= Vladimir Kuznetsov (diplomat) =

Russian diplomat

Vladimir Kuznetsov (born 1957) is a former Russian diplomat who was the head of the United Nations Committee for Administrative and Budgetary Issues. He also served as a diplomat for the Russian Mission.

Kuznetsov was indicted in September 2005 in the United States District Court for the Southern District of New York (1:05-cr-00916-DAB-1) following a guilty plea and immediate cooperation by the former UN official Alexander Yakovlev, who at the time was facing 20 years in jail on a conspiracy to commit money laundering charge.

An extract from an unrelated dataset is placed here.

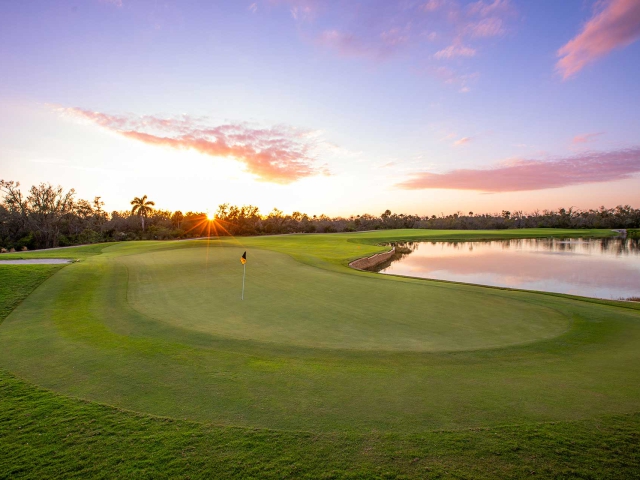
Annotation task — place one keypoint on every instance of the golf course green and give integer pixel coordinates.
(315, 346)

Yakovlev's lawyer, Arkady Bukh, stated that he expected Mr. Yakovlev's sentence to be significantly reduced in exchange for Yakovlev's testimony at trial. In March 2007, Kuznetsov was convicted in New York City of one count of conspiracy to commit money laundering. He was found guilty of setting up an offshore company and opening up a bank account in Antigua to launder money received from Alexander Yakovlev, who has admitted receiving nearly $1 million in bribes from United Nations contractors. In October of the same year, he was sentenced to imprisonment for 51 months and a fine of $73,000.

==Background==
Kuznetsov was elected to a three-year term on the budget advisory committee in January 2003. The prestigious panel’s 15 members, including a representative of the United States, then elected him as its chairman. He has worked in various budget-related positions in the U.N. Secretariat and the Russian Mission since 1980.

The chairman is the only member of the ACABQ to draw a U.N. salary and benefits, and also gets diplomatic immunity. Committee members are not UN employees and do not normally enjoy diplomatic immunity. But the General Assembly granted him immunity because of his chairmanship. This diplomatic immunity was waived however, in August, 2005 the UN.